Mission of the Pappy Boyington Field Museum Inc. is to preserve the stories and artifacts of local veterans that have contributed to the freedoms that we all enjoy here in the United States. The museum is named the Pappy Boyington Veterans Museum after Pappy Boyington. For those people who don't know who Greg "Pappy" Boyington is he was born in Coeur d'Alene, was raised in this area, and is our highest scoring ace of World War II, Medal of Honor recipient, Navy Cross recipient. Pappy Boyington was the leader of the Black Sheep squadron. His leadership led to the destruction of nearly 200 Japanese airplanes. And we preserve his memory as well as everybody else who served in uniform here from our community.
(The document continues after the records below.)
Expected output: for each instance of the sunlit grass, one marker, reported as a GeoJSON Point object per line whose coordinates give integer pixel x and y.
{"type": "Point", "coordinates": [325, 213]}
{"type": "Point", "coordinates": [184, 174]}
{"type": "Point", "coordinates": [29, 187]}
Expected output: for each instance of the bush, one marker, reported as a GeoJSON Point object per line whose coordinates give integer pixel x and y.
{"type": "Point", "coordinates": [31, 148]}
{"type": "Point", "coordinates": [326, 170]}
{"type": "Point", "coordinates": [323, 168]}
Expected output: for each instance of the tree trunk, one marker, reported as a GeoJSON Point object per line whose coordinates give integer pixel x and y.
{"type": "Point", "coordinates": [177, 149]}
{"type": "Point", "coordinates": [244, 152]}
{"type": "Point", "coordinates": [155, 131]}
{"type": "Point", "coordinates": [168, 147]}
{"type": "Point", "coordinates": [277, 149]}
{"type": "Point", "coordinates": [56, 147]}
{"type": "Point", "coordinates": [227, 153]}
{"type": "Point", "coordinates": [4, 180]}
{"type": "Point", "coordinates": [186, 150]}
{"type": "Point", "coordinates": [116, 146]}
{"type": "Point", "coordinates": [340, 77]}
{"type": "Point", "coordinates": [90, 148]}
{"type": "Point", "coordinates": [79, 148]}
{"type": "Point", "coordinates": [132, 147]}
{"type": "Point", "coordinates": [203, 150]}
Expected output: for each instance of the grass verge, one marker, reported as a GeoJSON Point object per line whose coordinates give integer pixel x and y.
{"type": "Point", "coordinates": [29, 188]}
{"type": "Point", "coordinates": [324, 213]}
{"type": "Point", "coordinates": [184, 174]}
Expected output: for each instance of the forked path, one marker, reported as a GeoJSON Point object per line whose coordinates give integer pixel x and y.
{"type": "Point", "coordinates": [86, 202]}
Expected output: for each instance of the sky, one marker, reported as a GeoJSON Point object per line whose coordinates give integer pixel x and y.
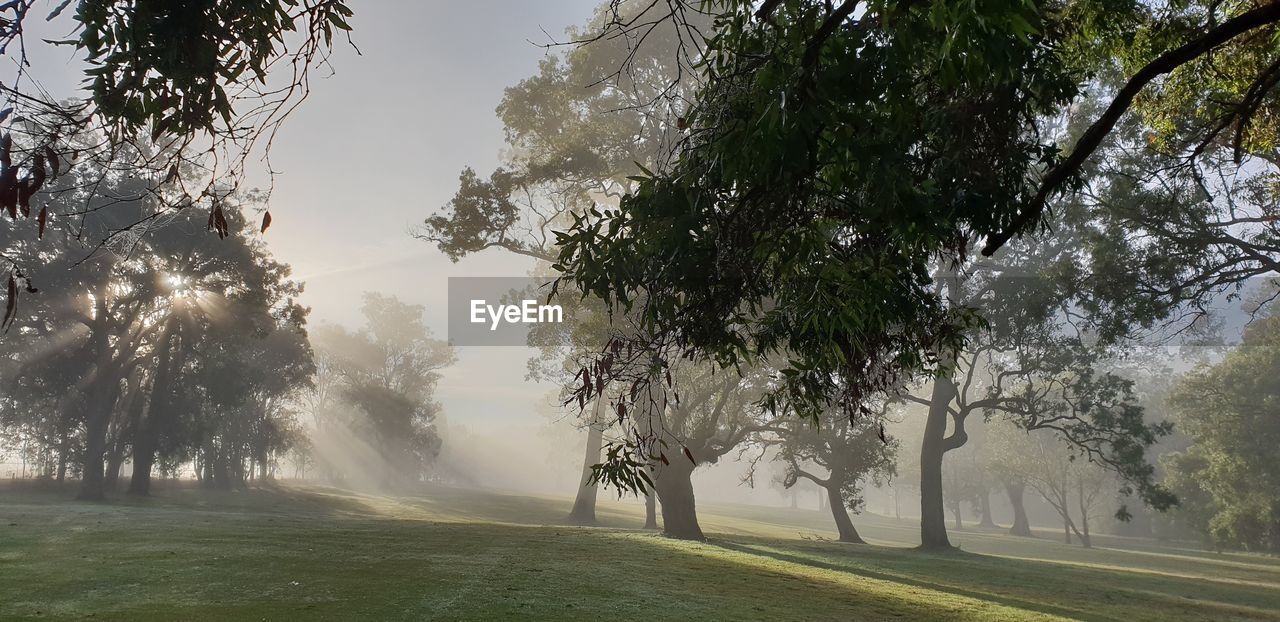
{"type": "Point", "coordinates": [378, 147]}
{"type": "Point", "coordinates": [375, 149]}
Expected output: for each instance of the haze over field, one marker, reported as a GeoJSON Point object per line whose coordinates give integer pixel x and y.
{"type": "Point", "coordinates": [860, 310]}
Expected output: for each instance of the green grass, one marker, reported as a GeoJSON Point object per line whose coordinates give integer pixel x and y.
{"type": "Point", "coordinates": [315, 553]}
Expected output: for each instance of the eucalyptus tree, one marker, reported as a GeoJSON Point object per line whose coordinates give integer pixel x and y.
{"type": "Point", "coordinates": [209, 103]}
{"type": "Point", "coordinates": [839, 151]}
{"type": "Point", "coordinates": [840, 456]}
{"type": "Point", "coordinates": [576, 132]}
{"type": "Point", "coordinates": [384, 389]}
{"type": "Point", "coordinates": [1226, 474]}
{"type": "Point", "coordinates": [220, 296]}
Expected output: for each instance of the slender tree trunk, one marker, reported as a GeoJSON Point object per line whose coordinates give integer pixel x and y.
{"type": "Point", "coordinates": [844, 525]}
{"type": "Point", "coordinates": [94, 476]}
{"type": "Point", "coordinates": [933, 520]}
{"type": "Point", "coordinates": [675, 486]}
{"type": "Point", "coordinates": [147, 430]}
{"type": "Point", "coordinates": [64, 454]}
{"type": "Point", "coordinates": [1084, 518]}
{"type": "Point", "coordinates": [99, 406]}
{"type": "Point", "coordinates": [114, 462]}
{"type": "Point", "coordinates": [984, 508]}
{"type": "Point", "coordinates": [584, 504]}
{"type": "Point", "coordinates": [650, 510]}
{"type": "Point", "coordinates": [1022, 526]}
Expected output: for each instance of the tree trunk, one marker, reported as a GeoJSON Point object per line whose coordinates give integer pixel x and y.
{"type": "Point", "coordinates": [675, 486]}
{"type": "Point", "coordinates": [584, 504]}
{"type": "Point", "coordinates": [64, 454]}
{"type": "Point", "coordinates": [984, 508]}
{"type": "Point", "coordinates": [650, 510]}
{"type": "Point", "coordinates": [933, 520]}
{"type": "Point", "coordinates": [844, 525]}
{"type": "Point", "coordinates": [147, 430]}
{"type": "Point", "coordinates": [99, 405]}
{"type": "Point", "coordinates": [1022, 526]}
{"type": "Point", "coordinates": [94, 478]}
{"type": "Point", "coordinates": [1084, 518]}
{"type": "Point", "coordinates": [114, 461]}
My family has a long history of military involvement in the United States, and I've always been involved with history. My father was a career Air Force officer, and he had a lot of stuff he collected over combat time and three wars plus the Cold War. I had a lot of stuff, too and people kept saying, "the kids need to see this stuff”.
One of the inspirations for this museum while at the Kootenai County dump one day and a guy my age dropped off a whole collection of Navy uniforms, pictures, and lithographs and I just grabbed it and discovered later that they are collector items, hard to find and we have them on display here. The motivator gave me the idea that what we've got here is memory heaven; we preserve the memories of all these veterans and what they've done for our country. The alternative is that dump -memory hell.
I think that every community in the United States should have a museum-like ours which celebrates and honors all those people who served in uniform for all these freedoms that we enjoy every day.